One Hawai’ian firm is even selling T-shirts, hoodies and ballcaps with the message “Aloha--Not For Sale: No Trademark On Culture” with proceeds going to the Kaheles.
“I knew the guy in Chicago would eventually face some backlash because his actions were contradicting the very name of his company,” says Jacobson. “Had the guy been from Hawai’i, I wouldn’t have had much of a problem with it. The fact that [Friedlander] had absolutely no ties to Hawai’i whatsoever infuriated me.”
Twitter user @SithLordKay posted a screen capture of Friedlander's social media pages with the comment, "This caucasian man created a poke restaurant called aloha poke and is now trying to sue a kanaka maoli family for having the word aloha in their business name. a word in THEIR LANGUAGE. OUR LANGUAGE. with OUR homeland food."
None of Aloha Poke’s owners or managers, including new CEO Chris Birkinshaw, responded to multiple requests for comment from ICT. However, they did release a statement on their Facebook page, where they disputed the poke shop owners’ accounts, saying in part that the company has not “attempted to own either the word ‘Aloha’ or the word ‘Poke.’ Neither is true and we would never attempt to do so.” Nor, the statement continued, did Aloha Poke “tell Hawaiian-owned businesses and Hawaiian natives that they cannot use the word Aloha or the word Poke.” They also apologized to the Hawai’ian people—an apology that rang false with the thousands who posted replies to the Facebook statement.

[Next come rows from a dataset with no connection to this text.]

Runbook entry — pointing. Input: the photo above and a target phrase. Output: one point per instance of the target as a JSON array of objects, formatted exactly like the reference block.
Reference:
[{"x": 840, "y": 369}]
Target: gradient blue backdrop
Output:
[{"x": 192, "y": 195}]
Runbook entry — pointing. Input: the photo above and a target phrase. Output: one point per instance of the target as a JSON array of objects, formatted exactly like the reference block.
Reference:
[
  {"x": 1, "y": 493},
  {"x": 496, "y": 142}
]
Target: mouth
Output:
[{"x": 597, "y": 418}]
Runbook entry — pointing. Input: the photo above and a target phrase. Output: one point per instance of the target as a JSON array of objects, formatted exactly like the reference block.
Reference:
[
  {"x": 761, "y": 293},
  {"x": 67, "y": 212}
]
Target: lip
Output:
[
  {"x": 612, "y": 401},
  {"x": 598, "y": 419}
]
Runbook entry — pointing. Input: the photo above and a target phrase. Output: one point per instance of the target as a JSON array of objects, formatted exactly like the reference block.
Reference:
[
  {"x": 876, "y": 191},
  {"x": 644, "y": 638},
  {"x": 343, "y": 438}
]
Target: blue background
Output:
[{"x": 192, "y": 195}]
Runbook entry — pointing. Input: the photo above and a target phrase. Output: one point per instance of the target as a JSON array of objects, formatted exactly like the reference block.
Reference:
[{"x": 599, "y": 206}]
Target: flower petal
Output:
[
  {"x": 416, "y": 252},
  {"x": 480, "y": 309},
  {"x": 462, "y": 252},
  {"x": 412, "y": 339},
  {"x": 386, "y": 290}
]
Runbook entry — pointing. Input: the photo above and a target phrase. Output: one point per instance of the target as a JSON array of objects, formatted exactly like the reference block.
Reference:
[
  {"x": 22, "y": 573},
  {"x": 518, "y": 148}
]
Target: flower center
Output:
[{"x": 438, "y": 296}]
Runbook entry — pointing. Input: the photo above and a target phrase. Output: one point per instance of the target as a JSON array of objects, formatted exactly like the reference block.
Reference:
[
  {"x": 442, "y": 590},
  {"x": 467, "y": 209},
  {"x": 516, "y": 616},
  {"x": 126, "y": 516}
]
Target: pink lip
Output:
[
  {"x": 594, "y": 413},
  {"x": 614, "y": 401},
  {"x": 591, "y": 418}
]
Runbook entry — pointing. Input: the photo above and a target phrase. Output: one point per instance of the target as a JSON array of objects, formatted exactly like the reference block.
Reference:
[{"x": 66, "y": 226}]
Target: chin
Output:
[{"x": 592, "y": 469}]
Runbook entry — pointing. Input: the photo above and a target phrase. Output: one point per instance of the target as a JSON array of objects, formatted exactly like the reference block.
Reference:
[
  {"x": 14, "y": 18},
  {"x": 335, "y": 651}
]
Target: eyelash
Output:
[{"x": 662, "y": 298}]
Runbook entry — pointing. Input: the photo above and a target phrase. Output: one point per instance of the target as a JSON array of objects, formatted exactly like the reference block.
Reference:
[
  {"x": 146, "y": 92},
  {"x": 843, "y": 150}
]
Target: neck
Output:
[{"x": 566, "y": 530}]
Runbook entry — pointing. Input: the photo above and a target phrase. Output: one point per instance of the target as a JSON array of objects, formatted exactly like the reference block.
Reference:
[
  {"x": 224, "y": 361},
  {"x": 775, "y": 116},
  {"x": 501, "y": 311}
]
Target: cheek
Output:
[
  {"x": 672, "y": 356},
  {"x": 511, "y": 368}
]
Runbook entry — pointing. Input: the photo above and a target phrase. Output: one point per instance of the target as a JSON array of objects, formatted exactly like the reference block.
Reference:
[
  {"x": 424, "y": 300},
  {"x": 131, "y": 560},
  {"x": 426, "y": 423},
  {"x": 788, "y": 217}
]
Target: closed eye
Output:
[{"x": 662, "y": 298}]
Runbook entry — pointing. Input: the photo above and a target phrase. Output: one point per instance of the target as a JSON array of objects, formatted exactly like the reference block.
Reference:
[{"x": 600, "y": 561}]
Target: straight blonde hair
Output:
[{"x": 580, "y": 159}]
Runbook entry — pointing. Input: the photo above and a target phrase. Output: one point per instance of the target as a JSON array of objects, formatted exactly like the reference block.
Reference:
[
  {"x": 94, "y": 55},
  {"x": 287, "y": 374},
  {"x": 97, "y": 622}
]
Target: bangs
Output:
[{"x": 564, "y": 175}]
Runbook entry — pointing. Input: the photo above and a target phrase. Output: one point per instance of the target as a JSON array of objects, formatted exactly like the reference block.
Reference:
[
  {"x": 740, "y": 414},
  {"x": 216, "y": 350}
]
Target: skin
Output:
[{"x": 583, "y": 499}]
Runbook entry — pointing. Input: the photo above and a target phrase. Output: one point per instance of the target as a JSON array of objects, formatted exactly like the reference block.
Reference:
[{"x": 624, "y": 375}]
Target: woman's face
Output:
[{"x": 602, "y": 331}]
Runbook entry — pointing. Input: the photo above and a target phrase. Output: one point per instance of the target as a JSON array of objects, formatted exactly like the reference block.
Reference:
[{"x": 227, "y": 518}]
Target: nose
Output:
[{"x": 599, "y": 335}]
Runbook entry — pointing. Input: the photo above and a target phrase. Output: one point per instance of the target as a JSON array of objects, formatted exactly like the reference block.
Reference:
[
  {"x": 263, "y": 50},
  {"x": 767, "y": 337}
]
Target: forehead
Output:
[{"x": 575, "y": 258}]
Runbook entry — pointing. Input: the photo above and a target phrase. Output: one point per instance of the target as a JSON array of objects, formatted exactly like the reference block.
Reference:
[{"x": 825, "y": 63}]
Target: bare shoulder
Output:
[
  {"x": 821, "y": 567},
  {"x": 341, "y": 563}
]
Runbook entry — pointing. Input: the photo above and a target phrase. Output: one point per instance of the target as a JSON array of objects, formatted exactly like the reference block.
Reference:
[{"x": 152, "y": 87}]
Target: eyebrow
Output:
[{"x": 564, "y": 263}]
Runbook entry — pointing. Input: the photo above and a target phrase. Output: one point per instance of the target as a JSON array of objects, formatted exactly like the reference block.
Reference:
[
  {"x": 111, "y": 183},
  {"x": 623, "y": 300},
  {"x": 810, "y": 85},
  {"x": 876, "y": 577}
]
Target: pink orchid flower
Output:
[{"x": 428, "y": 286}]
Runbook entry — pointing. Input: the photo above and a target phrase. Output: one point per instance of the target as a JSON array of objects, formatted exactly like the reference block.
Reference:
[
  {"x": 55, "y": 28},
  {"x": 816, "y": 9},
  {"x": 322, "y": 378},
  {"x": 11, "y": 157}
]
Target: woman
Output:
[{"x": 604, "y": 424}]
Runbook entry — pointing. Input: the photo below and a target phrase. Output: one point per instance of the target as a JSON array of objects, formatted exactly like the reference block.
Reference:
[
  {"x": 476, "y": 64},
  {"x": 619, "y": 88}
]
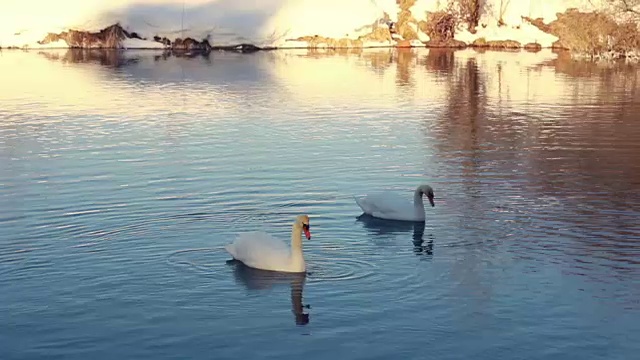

In the meantime, another small family poke shop received a letter from Aloha Poke, this time an Asian family in Plano, Texas. Aloha Poke Bowl is owned by Annie Kim, who says via a Facebook Live video that she named her 20-table place in honor of her 23-year-old sister who passed away from an embolism.The small shop is the family’s only source of income, since Kim’s father is suffering from pancreatic cancer.
Sampson has a message for Aloha Poke Co.: “The first thing they should do is make Tasha and her family whole—she told me how bad she was treated,” he says. “You can’t trademark a language or culture.” Sampson also says that he won’t be changing his poke shop’s name any time soon, inviting Aloha Poke to sue him—in Hawai’i.
“I hope no Native Indigenous person in the world ever has to feel like this again,” Kahele says.
Lee-Sumberg agreed, adding, “You cannot take Aloha out of the people!”